O talento da equipe do Reis Advogados continua sendo reconhecido pelas publicações especializadas. Em 2 de dezembro, o Portal Migalhas publicou um artigo de Bruno Chiquetti, advogado do Escritório, sobre o Tema 1.290 do STF, que trata da definição do índice de correção aplicável às dívidas rurais de 1990 e seus possíveis impactos jurídicos e financeiros para o crédito rural.
O Tema 1.290 do Supremo Tribunal Federal (STF) surgiu a partir do julgamento do Recurso Extraordinário 1.445.162/DF, que discute qual índice deve ser utilizado para reajustar, em março de 1990, o saldo devedor de cédulas de crédito rural vinculadas à correção das cadernetas de poupança. O debate envolve dois índices distintos: o Índice de Preços ao Consumidor (IPC), defendido pelo Banco do Brasil por refletir a indexação contratual da poupança, e o Bônus do Tesouro Nacional Fiscal (BTFN), defendido pelo Ministério Público Federal, que argumenta que este deveria prevalecer no contexto econômico da época. A diferença entre os índices gera divergências relevantes nos valores das dívidas, o que motivou o reconhecimento da repercussão geral do tema pelo STF.

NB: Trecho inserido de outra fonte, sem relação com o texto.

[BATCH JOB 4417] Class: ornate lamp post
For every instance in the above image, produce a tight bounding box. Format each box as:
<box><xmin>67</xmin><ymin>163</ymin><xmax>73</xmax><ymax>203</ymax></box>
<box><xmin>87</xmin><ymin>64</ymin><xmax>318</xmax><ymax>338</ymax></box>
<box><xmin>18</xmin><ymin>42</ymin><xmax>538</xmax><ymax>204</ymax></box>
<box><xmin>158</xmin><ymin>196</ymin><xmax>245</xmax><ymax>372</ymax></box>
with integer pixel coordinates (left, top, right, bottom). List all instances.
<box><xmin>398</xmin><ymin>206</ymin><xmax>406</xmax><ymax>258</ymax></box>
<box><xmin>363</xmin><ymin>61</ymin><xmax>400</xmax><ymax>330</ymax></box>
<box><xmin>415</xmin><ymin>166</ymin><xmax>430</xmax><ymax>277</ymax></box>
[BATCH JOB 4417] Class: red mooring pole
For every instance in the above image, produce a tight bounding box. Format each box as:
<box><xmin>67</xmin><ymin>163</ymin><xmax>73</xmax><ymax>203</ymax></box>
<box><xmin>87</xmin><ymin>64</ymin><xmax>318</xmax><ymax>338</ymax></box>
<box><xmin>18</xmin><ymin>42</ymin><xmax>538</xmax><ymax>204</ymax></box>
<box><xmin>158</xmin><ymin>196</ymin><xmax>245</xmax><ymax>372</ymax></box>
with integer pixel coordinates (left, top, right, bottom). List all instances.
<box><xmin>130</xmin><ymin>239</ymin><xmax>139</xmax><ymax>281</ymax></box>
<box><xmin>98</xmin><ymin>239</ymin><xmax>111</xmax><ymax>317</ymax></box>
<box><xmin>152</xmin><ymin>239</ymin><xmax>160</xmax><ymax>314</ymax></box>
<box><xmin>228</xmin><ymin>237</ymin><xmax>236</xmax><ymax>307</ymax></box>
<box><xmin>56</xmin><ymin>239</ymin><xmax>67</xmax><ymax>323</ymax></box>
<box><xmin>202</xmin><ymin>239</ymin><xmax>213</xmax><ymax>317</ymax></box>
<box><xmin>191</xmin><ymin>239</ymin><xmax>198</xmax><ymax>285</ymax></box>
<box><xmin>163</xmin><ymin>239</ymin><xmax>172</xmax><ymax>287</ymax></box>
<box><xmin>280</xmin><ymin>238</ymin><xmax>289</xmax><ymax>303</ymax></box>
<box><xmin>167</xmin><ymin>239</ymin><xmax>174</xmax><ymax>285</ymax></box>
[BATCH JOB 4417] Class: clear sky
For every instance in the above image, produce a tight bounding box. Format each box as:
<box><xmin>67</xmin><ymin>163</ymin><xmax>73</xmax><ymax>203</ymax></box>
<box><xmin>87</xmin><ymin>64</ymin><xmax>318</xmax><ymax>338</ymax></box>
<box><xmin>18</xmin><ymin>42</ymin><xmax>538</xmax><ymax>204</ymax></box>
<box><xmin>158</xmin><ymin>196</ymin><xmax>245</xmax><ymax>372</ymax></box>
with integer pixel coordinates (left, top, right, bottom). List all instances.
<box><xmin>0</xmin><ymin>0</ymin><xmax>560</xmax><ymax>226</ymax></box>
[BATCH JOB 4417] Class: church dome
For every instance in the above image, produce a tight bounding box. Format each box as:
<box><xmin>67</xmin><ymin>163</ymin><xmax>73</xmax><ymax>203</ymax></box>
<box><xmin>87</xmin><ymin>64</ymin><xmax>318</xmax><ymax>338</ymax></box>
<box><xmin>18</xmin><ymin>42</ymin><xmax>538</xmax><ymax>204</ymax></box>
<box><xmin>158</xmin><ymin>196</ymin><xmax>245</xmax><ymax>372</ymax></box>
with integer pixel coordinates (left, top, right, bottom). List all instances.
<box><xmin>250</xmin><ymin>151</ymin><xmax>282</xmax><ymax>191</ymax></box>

O caso tem grande impacto financeiro e jurídico, pois a aplicação de um índice ou outro pode gerar diferenças significativas nos cálculos dos contratos rurais firmados no período do Plano Collor. Segundo a União, a eventual execução da decisão da ação civil pública relacionada ao tema pode representar um custo superior a R$ 239 bilhões. Por essa razão, o reconhecimento da repercussão geral levou à suspensão nacional de processos relacionados à matéria, incluindo ações de conhecimento, liquidações e execuções provisórias, a fim de evitar decisões contraditórias até que o STF fixe uma tese definitiva.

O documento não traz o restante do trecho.